At which point Mama left the room and came back handing me “Snow Falling on Cedars”. “You should read this, it has a similar vibe”. So I diligently took it home and kept putting it down picking up other novels. My tolerance for heavy subject matter is much lower than normal with everything going on this year. I’ve had to put down books I’m in the middle of and loving because I emotionally can’t handle it and need to down a lighthearted comedy before I can resume. 


Finally this past week, a good 100 pages into the book I hit my groove. I was in it. I wanted to know if Kabuo had committed the murder, because honestly for most of the book you have no idea if he’s innocent or not. It’s obvious that the reason he was brought in was because he was Japanese. Furthermore he was a Japanese man descended from samurai (I’m sorry but can we just take a second, how freaking cool is that, like oh yeah my Grandpa was a legit samurai...anyway) who respected his culture and therefore learned and practiced a specific type of martial art (kendo). 

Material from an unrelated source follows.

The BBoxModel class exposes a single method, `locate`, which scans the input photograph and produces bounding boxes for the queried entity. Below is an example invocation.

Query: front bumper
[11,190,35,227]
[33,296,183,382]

I loved how David went into the backgrounds of the different characters. Their motives, their personalities. I feel that authors really have to know their characters to be able to fully write a story. They have to create them so fully that they know what the character would do in any given situation. However that knowledge isn’t always shared with the readers. This novel I felt gave a much clearer picture of the motives and prejudices behind the characters. 


Let me just say Ishmael is a shitty shitty person. Yeah he did the right thing in the end, but he literally almost let an innocent man die. A man he knew without a doubt was innocent because he was jealous of that man's wife. I mean seriously people. The sad part is that it was totally believable. Yes I was baffled but I could definitely see something like that happening. Why people think it’s okay to feel entitled to other people and unable to respect their decisions is beyond me. She didn’t want you dude she chose someone else. Stop being so bitter it’s been more than a decade...Move on…


I found it increasingly sad as more facts came to light that Kabuo didn’t even feel able to defend himself. That no matter what he said he knew they would twist it into an admission of guilt. When the reality is, Kabuo was not guilty. He helped a friend out. He was the last person to see that man alive. But he was too afraid to come forward with any information because he knew how much prejudice that small town held for his ethnicity. He knew that no matter what he said they would decide he was guilty, kill him and move on as if nothing had happened. Ishmael almost had the choice made for him, he was sitting on that evidence and there was 1 person. ONE in the entire jury who wasn’t quite ready to say okay this man did it, when given the evidence there was plenty of room for doubt. He could have, he could not have. 


All in all it was an enraging and beautiful read. A window into the aftermath of a terrible time in history, which in and of itself feels like it was a terrible time in history. I also had no idea how the author was planning to stretch a short few day trial into that long of a novel, which all I have to say is bravo, while I skimmed through some parts where it felt a little to factual for my particular taste, the story was not dragged out tediously over the pages. It needed the exact amount of pages it had.